As for executive summary, the best advice that we’ve heard came from Aaron Dubin of Innovative Endeavors. Aaron’s ideal executive summary includes “Team, Traction, Technology” – in that order. Team is often the most important criterion for early stage companies’ funding success. Traction in this case is your current status – where you are in your company’s lifecycle, and what you have achieved. Technology is the product or service that your company is developing. To put it another way, it is “People, Progress, Product”.
Finally, regarding your pitch deck, Travis Ing of Hearst Ventures suggests that companies should have two: “an intro deck of 6-10 slides that you can send out to investors to pique interest (as you try to secure a first meeting), and a main deck of 10-25 slides that you present in meetings with investors. After a meeting, this main deck should also be sent to the investor so that they have relevant detail.”
So go ahead, kill your darlings, distill your narrative to the most important sentences and slides, and get ready for a pitch meeting.
Meeting a VC: put your best New York hat on
Julian Moncada of Lerer Hippeau Ventures (LHV) stresses the importance of preparing to pitch in a variety of settings. Every VC has slightly different formats for meetings and you'll find that they vary in length, formality and audience size. Julian suggests that entrepreneurs should “practice a pitch in a few different formats including: 2 minute pitch, 5 minute pitch, 10 minute pitch, 15 minute pitch, etc., and practice pitching with and without slide decks. Overall, most VC's will accommodate how a founder would like to lead a meeting, but it can help founders feel more comfortable if they prepare for slightly varied situations.” He would also recommend founders try to leave time for questions in each pitch meeting, no matter the length.
And what do you say, exactly?

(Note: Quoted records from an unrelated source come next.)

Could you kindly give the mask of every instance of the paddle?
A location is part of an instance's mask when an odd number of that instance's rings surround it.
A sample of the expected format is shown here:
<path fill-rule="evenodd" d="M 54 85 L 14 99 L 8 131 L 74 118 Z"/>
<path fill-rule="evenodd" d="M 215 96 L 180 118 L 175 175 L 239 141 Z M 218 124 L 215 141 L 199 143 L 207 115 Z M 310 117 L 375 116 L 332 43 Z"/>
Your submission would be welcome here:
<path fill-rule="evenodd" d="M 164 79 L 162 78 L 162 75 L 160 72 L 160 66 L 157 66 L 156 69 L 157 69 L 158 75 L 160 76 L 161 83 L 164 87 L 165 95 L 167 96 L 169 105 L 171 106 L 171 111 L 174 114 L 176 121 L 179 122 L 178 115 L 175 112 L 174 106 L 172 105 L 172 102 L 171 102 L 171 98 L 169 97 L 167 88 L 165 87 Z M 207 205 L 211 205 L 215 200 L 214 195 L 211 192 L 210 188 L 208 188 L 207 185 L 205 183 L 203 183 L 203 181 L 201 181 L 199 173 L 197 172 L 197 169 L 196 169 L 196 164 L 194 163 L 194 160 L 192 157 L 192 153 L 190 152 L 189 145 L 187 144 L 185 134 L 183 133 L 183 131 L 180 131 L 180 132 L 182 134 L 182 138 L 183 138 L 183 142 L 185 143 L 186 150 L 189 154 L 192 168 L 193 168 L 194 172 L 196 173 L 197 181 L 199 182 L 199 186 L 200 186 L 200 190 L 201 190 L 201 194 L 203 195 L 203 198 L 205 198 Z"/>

Take the advice of Adam Rothenberg of BoxGroup: “When telling your company story, try to balance providing the larger vision and what your company will look like at scale along with going into detail about the early stages and the initial go-to-market. The best pitches navigate both of those pieces elegantly to really drive home the tactical with the larger narrative."
Laurel Touby of Supernode Ventures (formerly Flatiron Investors) points out some specific no-no’s:
“For founders of companies that pay commissions or must pay suppliers (think marketplaces, AdTech, etc.), don’t exaggerate your revenue numbers by calling them “sales.” I am noticing founders plumping up their numbers in decks by calling gross revenues ‘sales.’ Tell me your actual sales, which are ‘net revenues’ — after those big costs/commissions are paid. All truths come out in the diligence, so why bother obfuscating in this way?”
That echoes the advice of Joshua Seigel of Rubicon Venture Capital: be honest when pitching. It is easy to uncover the truth with lots of data points available to investors, and reputation is an important asset for entrepreneurs to have – companies may come and go, but reputation remains.
Furthermore, it helps being open-minded and proactive. I always cite what Eliot Durbin of Boldstart Ventures mentioned during one of our panel events: Ask for advice and you’ll get money; ask for money and you’ll get advice.
Finally, Lucas Nelson of Evolution Equity Partners reminds entrepreneurs not to ask VCs to sign non-disclosure agreements. They just won’t.
In closing, we would encourage you to treat VC fundraising efforts as a source of funding. To borrow from Oscar Wilde, there are two tragedies in life: one is not getting VC funding, and the other is getting it. Your company may be better off raising funds via crowdfunding, generating revenue via alternative products / services, or applying for an SBA loan or a government grant. Consider all your options and remember: “the darkest hour is right before the dawn.”